Thema: Religion, Gesellschaft

Datum: 22.04.2024

Portal: ZOCD.DE

Textdauer: 5 Minuten

Sprache: Deutsch

Titel: Ausgespien zu neuem Leben - Christen in Mosul und Baghdad zwischen Resignation und Hoffnung

 


(Mossul, Christus als Jona; Bildquelle: Hans-Martin Gloël)

 

Ausgespien zu neuem Leben - Christen in Mosul und Baghdad zwischen Resignation und Hoffnung

  

Die halbe Stadt liegt noch in Trümmern, aber Najeeb Mikhael, der chaldäische Bischof von Mosul ist optimistisch: 
„Mosul ist die Stadt des Jona, die Stadt der Reue und Umkehr!“ ruft er aus. Kürzlich erst ist er hierher zurückgekehrt aus seinem Exil in Erbil, hier in die Nähe der Mauern des alten Ninive. Die zahlreichen, zum Teil über 1000 Jahre alten christlichen Schriften, die er im Sommer 2014 gerade noch rechtzeitig auf abenteuerliche Weise vor dem anrückenden „Islamischen Staat“ in Sicherheit hat bringen können, lagern noch in seinem Archiv in Erbil (s. Sonntagsblatt vom 13.11.2022).  Noch haben wenige Christen das Vertrauen gefasst, in die Stadt zurückzukehren, aus der während der IS-Herrschaft zwischen 2014 und 2017 nahezu alle Christen vertrieben wurden. Zu frisch sind noch die Erinnerungen daran, wie ihr Haus mit dem arabischen Nun für „Nazarener“ rot gekennzeichnet wurde, an Demütigungen durch Nachbarn, Plünderungen und schließlich Flucht und Vertreibung. Aber Bischof Najeeb Mikhael berichtet von Hoffnungsgeschichten, von der Rettung zahlreicher Christen durch ihre muslimischen Nachbarn, die sie oft mit List – islamisch verkleidet – unter hohem Risiko mit dem Auto aus der Stadt und in Sicherheit brachten. Zwischen 20.000 und 45.000 Christen etwa sollen bis zum Sommer 2014 in Mosul gelebt haben – offizielle Zahlen gibt es nicht. Nur etwa 70 christliche Familien, also wenige hundert Menschen sind mittlerweile in die Millionenmetropole im Norden des Irak zurück gekehrt. Neben dem Bischof arbeitet derzeit nur ein Priester als Geistlicher in Mosul. Doch es bewegt sich etwas.
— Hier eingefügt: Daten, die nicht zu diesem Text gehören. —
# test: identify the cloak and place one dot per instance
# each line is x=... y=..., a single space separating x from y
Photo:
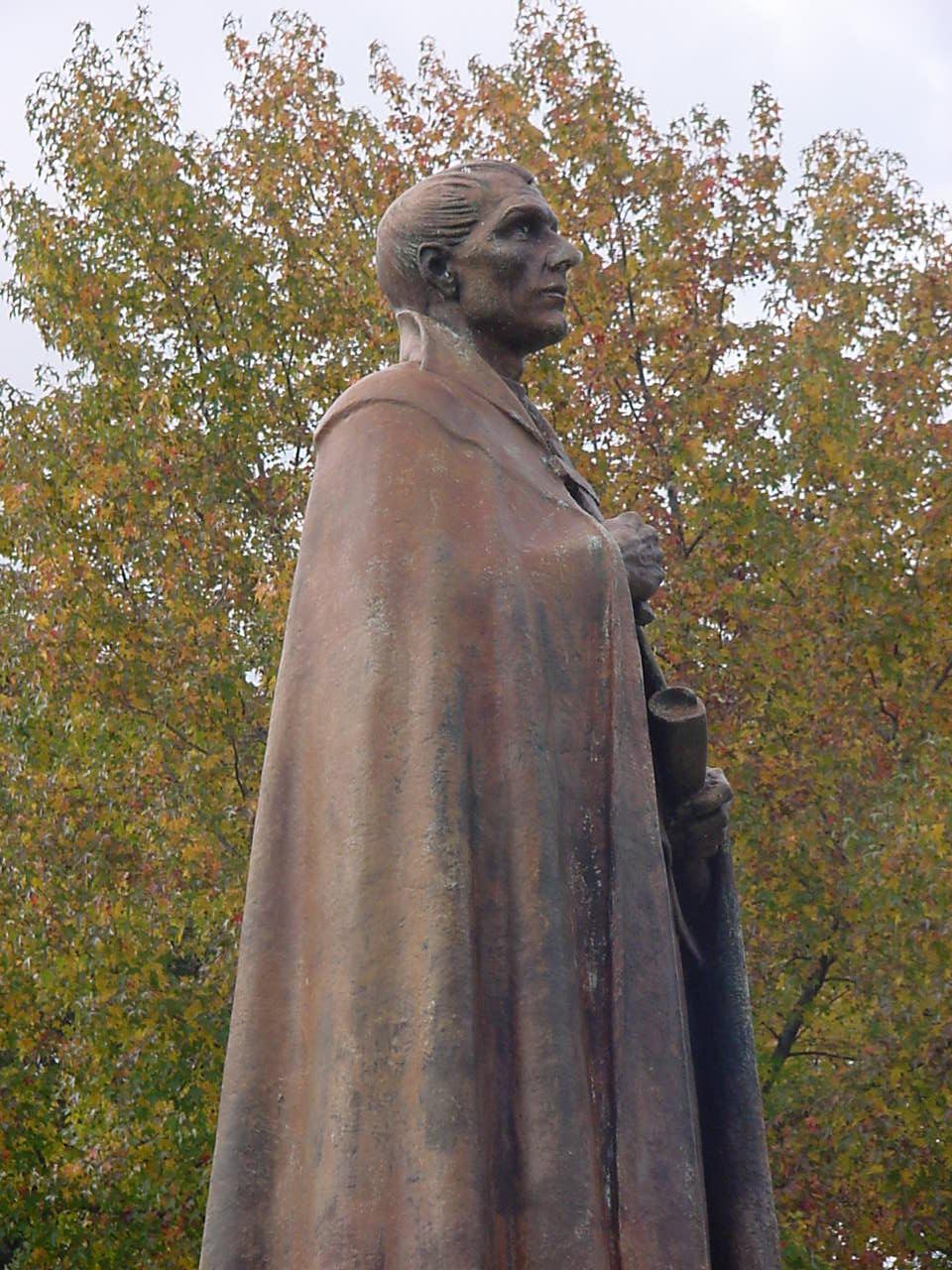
x=462 y=1032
Morgen werde seine Kirche eine Grundschule eröffnen, die für Schüler jeder Herkunft offen sei. „Das Klima ändert sich“ strahlt der Bischof: gestern Abend sei ein großer muslimischer Scheich mit seinem Gefolge spontan in sieben Autos hier vorgefahren um einen Gratulationsbesuch zu Ostern zu machen. Bis früh um eins seien sie in fröhlicher Runde zusammen gesessen. Und ein Geheimdienstmann der Stadt sei neulich gefragt worden, wieviele Geschäfte es in Mosul inzwischen wieder gebe, die Alkohol verkaufen. „Immer mehr“ habe der geantwortet „und hoffentlich bald mehr als Moscheen!“ 
Die Sicherheit in Mosul sei inzwischen perfekt und so ermutigt er christliche Familien zur Rückkehr in die Stadt. Doch viele haben ihr Hab und Gut verloren und haben nicht das Geld und die Unterstützung, ihr Haus zu renovieren oder neu zu bauen. Hier will der Bischof auch mit seinem persönlichen Vermögen Abhilfe schaffen. Auf einem Grundstück, das er von seinen Eltern geerbt hat, wird er ein Mietshaus errichten, in dem für rückkehrende Familien zunächst kostenlos Wohnungen zur Verfügung gestellt werden. 
Er hat Hoffnung für die Christen von Mosul und er zeigt das an einem Symbol, das in dieser Stadt nicht besser passen könnte: auf dem Tabernakel seiner Kirche spuckt der große Fisch Christus den Auferstandenen aus. Jesus selbst sprach vom „Zeichen des Propheten Jona“; so wie der drei Tage und drei Nächte im Bauch des Fisches war, werde der Menschensohn drei Tage und drei Nächte im Herzen der Erde sein (Matth. 12,40). Die Leute von Ninive sind die, die nach der Predigt des Jona umkehrten und neu anfingen. 
Andererseits heißt es, die Ideologie des IS sei noch in vielen Köpfen auch in dieser Stadt. Es waren nicht nur ausländische Kämpfer, die diese Schreckensherrschaft hier errichtet hatten. Und oft hört man auch in Gesprächen von der Sorge, dass diese ihre Köpfe wieder erheben könnten, wenn ein entsprechendes politisches Vakuum es wieder zulasse.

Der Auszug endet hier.